In 1987, Dr. Laws was appointed Editor of Neurosurgery, succeeding Robert Wilkins and Clark Watts. His wife, Margaret Anderson Laws, became the Managing Editor and for five years they had an extraordinary experience in the editing and the developing of Neurosurgery as a first rate international medical journal.

Later in 1987, Dr. Laws was offered the Chair of the Department of Neurosurgery at the George Washington University Medical Center in Washington, D.C., succeeding Dr. Hugo Rizzoli. The next five years were spent in Washington where the environment and the opportunities were somewhat different from those in Rochester, Minnesota.

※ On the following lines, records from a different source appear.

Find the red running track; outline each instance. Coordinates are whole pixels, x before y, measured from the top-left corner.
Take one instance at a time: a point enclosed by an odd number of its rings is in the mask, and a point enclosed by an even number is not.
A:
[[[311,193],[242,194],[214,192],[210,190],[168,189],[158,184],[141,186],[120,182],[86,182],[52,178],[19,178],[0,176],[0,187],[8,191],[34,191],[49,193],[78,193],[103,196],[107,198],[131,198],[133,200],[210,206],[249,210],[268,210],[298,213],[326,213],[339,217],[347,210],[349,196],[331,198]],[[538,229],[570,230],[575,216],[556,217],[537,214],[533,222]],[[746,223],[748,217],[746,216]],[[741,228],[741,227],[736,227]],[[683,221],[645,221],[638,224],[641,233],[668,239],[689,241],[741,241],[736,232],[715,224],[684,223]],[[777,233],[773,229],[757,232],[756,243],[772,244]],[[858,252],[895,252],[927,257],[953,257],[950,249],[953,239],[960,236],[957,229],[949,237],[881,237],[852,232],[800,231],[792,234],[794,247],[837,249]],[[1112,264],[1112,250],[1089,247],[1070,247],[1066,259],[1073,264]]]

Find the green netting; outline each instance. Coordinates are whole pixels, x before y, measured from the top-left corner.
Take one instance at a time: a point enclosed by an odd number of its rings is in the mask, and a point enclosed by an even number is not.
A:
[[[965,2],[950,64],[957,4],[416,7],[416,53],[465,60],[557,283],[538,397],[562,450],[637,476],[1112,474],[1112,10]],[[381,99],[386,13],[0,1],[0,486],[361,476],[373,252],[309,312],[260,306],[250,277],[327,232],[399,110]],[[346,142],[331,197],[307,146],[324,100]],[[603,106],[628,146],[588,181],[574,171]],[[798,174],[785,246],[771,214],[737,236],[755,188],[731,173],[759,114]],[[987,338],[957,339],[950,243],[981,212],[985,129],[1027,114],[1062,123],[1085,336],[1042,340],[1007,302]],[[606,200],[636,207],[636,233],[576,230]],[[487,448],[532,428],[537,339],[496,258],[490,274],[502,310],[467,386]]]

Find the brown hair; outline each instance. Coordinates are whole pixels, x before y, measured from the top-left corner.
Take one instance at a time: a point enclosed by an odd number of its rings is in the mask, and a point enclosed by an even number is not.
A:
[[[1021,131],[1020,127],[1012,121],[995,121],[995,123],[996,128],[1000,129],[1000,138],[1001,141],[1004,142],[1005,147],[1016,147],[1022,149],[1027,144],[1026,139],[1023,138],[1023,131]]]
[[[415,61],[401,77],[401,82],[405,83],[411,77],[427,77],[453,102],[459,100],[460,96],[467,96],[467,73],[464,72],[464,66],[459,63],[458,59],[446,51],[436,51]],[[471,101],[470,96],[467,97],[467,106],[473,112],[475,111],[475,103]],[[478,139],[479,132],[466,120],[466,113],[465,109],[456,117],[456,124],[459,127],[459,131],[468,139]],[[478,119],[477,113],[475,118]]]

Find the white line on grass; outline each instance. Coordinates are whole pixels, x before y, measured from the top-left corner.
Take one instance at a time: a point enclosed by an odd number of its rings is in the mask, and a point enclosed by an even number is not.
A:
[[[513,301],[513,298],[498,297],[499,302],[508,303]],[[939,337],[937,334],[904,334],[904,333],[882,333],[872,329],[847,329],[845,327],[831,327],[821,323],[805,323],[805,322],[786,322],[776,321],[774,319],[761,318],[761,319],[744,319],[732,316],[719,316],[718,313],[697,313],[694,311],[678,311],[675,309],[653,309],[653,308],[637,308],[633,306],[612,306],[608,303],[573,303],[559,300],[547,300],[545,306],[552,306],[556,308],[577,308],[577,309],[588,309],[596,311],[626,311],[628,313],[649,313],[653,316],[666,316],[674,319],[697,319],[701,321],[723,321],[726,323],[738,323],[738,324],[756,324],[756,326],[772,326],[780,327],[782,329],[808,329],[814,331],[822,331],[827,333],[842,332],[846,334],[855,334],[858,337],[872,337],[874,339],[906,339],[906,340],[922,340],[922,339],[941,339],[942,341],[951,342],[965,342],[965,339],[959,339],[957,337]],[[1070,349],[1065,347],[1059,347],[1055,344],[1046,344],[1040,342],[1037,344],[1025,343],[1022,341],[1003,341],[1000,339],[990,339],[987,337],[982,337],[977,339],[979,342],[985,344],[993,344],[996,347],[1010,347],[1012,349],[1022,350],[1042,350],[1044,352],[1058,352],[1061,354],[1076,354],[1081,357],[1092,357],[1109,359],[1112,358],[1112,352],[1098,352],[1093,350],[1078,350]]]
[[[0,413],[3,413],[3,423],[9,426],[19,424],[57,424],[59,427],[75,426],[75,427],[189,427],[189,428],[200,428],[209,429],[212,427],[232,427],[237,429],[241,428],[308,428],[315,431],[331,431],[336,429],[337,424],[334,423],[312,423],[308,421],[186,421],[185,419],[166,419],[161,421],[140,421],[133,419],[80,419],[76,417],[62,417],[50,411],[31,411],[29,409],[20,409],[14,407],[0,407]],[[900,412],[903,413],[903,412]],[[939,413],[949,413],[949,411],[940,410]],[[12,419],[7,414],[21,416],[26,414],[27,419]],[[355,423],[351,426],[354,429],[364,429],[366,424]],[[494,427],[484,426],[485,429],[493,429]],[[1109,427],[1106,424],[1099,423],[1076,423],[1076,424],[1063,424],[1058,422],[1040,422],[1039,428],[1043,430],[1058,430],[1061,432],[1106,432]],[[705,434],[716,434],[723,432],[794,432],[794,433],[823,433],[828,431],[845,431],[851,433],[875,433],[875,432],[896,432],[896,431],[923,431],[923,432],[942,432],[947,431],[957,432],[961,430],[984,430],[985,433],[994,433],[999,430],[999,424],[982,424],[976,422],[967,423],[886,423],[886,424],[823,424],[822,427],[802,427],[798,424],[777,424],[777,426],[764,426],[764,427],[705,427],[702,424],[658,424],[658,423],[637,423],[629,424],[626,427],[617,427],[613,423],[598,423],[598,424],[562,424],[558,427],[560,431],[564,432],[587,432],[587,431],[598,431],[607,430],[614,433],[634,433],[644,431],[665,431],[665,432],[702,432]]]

In 1992, the opportunity arose for Dr. Laws to focus his work on pituitary tumors by joining what is certainly the most outstanding Pituitary/Endocrine Group in the country if not the World, at the University of Virginia. A coordinated Neuroendocrine Center was rapidly developed. Dr. John A. Jane, Sr., has made it possible for this work to continue to develop, and in addition to dealing with pituitary lesions, Dr. Laws also has current responsibility for epilepsy surgery, movement disorder surgery, peripheral nerve surgery and a variety of other types of brain tumors. During his surgical career he has operated upon more than 5,000 brain tumors of which some 3400 have been pituitary lesions. He has thoroughly enjoyed his collaborative work with endocrinologists, neuroradiologists, otorhinolaryngologists, neuro-ophthalmologists and others. He currently is the W. Gayle Crutchfield Professor of Neurosurgery and Professor of Medicine at the University of Virginia in Charlottesville.

Dr. Laws has served as President of the Congress of Neurological Surgeons, President of the American Association of Neurological Surgeons, Editor of Neurosurgery, Chairman of the Board of Trustees of the Foundation for International Education in Surgery, Secretary and First Vice President of the World Federation of Neurosurgical Societies, Director of the American Board of Neurological Surgery and President of the Pituitary Society. He has been the author of eight books and more than 400 scientific papers and book chapters.

Currently, he is a member of the Executive Committee of the Board of Regents of the American College of Surgeons, where he represents neurosurgery on the Board of Regents, and he is Vice Chair of the Residency Review Committee for Neurosurgery. He remains actively involved in brain tumor and neuroendocrine research.

Dr. Laws and his wife Margaret (Peggy) continue to work together in many areas, including editing and publishing. They have four daughters and three grandchildren.